3 Essential Lease Terms to Consider in a Commercial Office Lease

A commercial office lease can be a complex document to navigate. There are many lease terms in a commercial lease agreement that can greatly impact on the tenant’s business. Of course, lease terms like operating expenses and rental rate are usually easy to understand. However, commercial office lease agreements can become very complex.

In this article, you will find out about some of the most important lease terms that you need to know before signing any contract with a commercial real estate broker or landlord.

Length of term

First, tenants need to have a long-term plan before they sign any contract or agreement. Businesses that are well-established prefer longer-term leases to help them plan for the future.
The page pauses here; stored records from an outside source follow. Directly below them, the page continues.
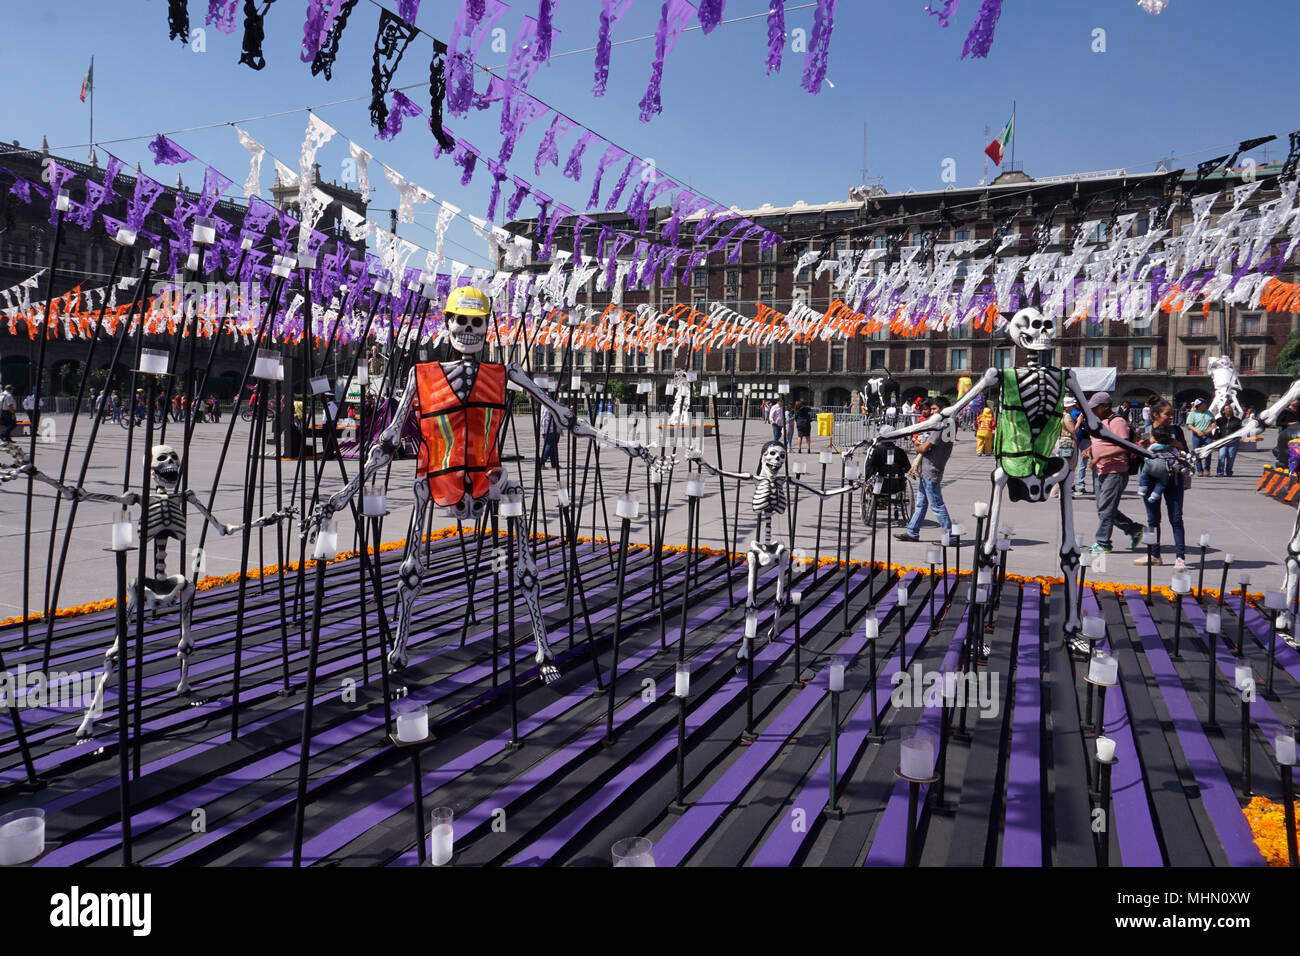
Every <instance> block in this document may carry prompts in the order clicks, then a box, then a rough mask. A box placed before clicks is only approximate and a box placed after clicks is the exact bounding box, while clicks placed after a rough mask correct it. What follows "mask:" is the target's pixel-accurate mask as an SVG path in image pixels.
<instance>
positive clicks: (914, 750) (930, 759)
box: [900, 734, 935, 780]
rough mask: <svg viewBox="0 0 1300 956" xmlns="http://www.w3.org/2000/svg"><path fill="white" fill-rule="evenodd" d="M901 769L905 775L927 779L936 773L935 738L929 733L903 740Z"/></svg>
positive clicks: (915, 779)
mask: <svg viewBox="0 0 1300 956" xmlns="http://www.w3.org/2000/svg"><path fill="white" fill-rule="evenodd" d="M900 763H901V765H902V766H901V767H900V770H901V771H902V775H904V777H907V778H910V779H914V780H927V779H930V777H931V774H933V773H935V740H933V737H931V736H930V735H927V734H917V735H915V736H911V737H906V739H904V741H902V748H901V750H900Z"/></svg>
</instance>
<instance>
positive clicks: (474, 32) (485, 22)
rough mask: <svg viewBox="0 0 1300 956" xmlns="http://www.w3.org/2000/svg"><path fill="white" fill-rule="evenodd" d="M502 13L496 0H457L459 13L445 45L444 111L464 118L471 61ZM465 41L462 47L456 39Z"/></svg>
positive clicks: (477, 58) (471, 86) (459, 41)
mask: <svg viewBox="0 0 1300 956" xmlns="http://www.w3.org/2000/svg"><path fill="white" fill-rule="evenodd" d="M504 12H506V5H504V4H503V3H500V0H460V13H459V14H458V16H456V22H455V23H454V25H452V27H451V39H450V42H448V43H447V109H448V111H450V112H451V114H452V116H464V114H465V111H467V109H468V108H469V101H471V99H472V98H473V92H474V61H476V60H477V59H478V51H480V48H481V47H482V42H484V38H485V36H486V35H487V34H489V33H490V31H491V27H493V26H494V25H495V23H497V21H498V20H500V16H502V13H504ZM461 39H465V40H468V44H467V46H465V48H461V43H460V40H461Z"/></svg>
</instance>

High-growth companies or startups may prefer short-term leases to give them the flexibility to expand.

The term length needs to define rent renewal options and also “fair market rent” to allow for rent increases within the timeframe of the contract.

Useable square feet vs. rentable square feet

It is also important to know exactly what your rent covers in the lease agreement. If you are a tenant in a large office building, you will usually have to pay rentable square feet. The difference of useable square feet and rentable square feet is that the later include rent for common spaces like corridors, restrooms, the lobby, and elevators.

Other expenses to include in the rent agreement include:

  • Janitorial services
  • Utilities for communal services
  • Tenant electricity costs
  • Maintenance of HVAC units.

Right to leave

Every tenant needs to make sure that there is an exit strategy in the lease should they face challenges in the future. This could be cash-flow problems or the need to expand to larger premises. However, it can sometimes be difficult for a tenant to get a favorable exit strategy written into the lease, especially in a competitive market.

One clause that can benefit a tenant’s right to leave is subleasing. Some landlords allow the tenant to sublease the floor space to another tenant if they need to expand their business. However, most CRE leases still hold the original tenant to care for all the lease obligations.